A new science report emphasizes the urgent need to preserve at least fifty percent of the 1.2 billion acres of boreal forest where songbirds breed.

Back in 2008 I paddled through Ontario's remote Albany River wilderness with Jeff Wells, a senior scientist with the Boreal Songbird Initiative. We carried specialized audio recording equipment in the canoe and made aural maps of some of the most remote spots in the vast intact boreal forest of Canada. We were there just as billions of songbirds were about to depart the boreal region for the rest of the Americas, and the calls of white-throated sparrows and yellow-rumped warblers were a soundtrack to our long days in the canoe.

A new science report produced by the Boreal Songbird Initiative and Ducks Unlimited details how the time is ripe to protect North America's boreal region, where 1.2 billion acres of forest are still in relatively intact condition. The report puts a fine point on why boreal birds need landscape-scale, interconnected protected areas in the boreal region—and why humans need healthy populations of boreal-breeding birds. "Boreal Birds Need Half: Maintaining North America's Bird Nursery and Why It Matters" calls for protecting at least 50 percent of the remaining boreal forest from development. Wells was lead author of the report.

Calls for protecting large parts of North America's boreal forest have been circulating for the last few years. What's new about this report, Wells tells me, is both its timing and its specificity.

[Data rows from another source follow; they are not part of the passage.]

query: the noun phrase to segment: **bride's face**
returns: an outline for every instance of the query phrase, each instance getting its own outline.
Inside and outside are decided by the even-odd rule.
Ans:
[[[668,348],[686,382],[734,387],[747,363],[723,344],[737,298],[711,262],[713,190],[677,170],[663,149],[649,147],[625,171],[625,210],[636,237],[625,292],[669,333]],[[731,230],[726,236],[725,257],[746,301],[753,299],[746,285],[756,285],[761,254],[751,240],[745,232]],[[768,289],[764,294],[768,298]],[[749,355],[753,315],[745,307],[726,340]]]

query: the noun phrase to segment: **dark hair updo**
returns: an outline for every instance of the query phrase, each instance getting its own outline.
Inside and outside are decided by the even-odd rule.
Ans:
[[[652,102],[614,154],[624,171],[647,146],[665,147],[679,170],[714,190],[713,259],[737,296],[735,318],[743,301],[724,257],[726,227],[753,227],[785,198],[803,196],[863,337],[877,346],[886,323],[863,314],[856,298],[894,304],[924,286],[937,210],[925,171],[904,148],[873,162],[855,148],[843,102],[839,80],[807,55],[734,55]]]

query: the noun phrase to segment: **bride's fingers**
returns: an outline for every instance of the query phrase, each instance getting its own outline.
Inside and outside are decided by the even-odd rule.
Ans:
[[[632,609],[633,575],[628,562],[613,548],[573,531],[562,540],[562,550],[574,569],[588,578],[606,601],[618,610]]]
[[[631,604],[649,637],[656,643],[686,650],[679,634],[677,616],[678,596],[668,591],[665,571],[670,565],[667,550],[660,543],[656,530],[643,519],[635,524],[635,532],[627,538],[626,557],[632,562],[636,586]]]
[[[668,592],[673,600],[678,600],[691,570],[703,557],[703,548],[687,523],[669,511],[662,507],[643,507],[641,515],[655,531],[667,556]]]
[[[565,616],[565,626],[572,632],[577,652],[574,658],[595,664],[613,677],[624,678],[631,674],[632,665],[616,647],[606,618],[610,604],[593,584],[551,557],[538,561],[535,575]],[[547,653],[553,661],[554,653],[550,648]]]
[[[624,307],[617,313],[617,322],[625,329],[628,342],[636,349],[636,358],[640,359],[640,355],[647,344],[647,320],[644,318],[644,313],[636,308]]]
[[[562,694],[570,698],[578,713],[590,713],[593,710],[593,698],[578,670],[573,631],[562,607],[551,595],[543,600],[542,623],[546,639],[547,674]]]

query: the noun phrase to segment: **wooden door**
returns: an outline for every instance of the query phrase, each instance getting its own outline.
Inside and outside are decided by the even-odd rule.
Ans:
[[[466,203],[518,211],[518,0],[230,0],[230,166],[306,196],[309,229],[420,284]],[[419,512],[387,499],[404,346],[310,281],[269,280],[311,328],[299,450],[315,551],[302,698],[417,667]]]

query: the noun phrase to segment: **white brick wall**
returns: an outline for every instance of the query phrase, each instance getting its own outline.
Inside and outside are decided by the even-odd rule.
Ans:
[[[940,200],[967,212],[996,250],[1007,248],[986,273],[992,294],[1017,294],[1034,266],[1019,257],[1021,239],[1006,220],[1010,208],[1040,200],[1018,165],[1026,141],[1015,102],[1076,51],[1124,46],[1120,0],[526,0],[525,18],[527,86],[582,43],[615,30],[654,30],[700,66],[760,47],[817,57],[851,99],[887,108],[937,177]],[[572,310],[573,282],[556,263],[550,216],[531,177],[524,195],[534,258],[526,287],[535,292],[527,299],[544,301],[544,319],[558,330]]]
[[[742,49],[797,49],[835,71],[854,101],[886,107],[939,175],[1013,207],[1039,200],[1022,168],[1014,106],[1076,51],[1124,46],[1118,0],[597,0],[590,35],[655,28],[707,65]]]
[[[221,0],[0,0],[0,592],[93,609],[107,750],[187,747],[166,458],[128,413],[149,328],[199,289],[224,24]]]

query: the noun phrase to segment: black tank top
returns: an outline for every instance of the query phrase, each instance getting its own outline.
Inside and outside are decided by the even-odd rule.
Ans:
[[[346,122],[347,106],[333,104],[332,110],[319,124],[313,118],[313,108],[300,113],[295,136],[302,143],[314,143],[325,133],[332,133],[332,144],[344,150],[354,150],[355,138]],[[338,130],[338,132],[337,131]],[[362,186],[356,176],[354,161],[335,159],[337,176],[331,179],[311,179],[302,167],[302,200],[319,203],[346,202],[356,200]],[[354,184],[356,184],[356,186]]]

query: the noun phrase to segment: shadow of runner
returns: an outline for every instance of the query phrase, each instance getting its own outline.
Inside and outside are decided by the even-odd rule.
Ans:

A couple of things are happening that make this a critical—and promising—time for boreal conservation. As the North American economy bounces back, Wells sees a resurgence in mining claims being staked across all the boreal provinces. "This is the time to get a balanced approached initiated," he says. During the past few years, Ontario and Quebec have put into place plans to protect fifty percent of their lands, and many First Nations tribes—which control vast swaths of the boreal regions—have done the same. Now the Northwest Territories, where for decades land management decisions have been handled largely by the federal government, recently received provincial-like powers to make its own decisions over land use. "Those decisions aren't coming out of Ottawa any longer," Wells explains. "This is a huge opportunity."

The other part of the good-timing equation is that many activists are dialed into bird conservation right now. For the last year, "why birds matter" has been a drumbeat in the conservation world. It was the theme of International Migratory Bird Day, and explored in-depth by Audubon.

"This is the perfect follow-up to that kind of emphasis," Wells says. "Since birds matter so much, it's time to ask how much do we need to protect to ensure that all the many ways birds matter are maintained in the future." From the roles these birds play in supporting pollinating plants, controlling pests, and redistributing nutrients, to their cultural significance to Aboriginal Peoples through the boreal, the report details the many benefits of a healthy boreal bird nursery.

"Boreal birds are a great gift from Canada to the U.S., Mexico, Latin America, and South America," Wells says. "They keep vast ecosystems healthy in ways that we rarely account for."

Right now, anyone in the country can step outside, turn an ear to the sky, and be enveloped in the very songs that Wells and I recorded as we paddled a remote Ontario waterway. Keeping that chorus alive will take half of the remaining boreal wilds, and scientists have planned how to do just that.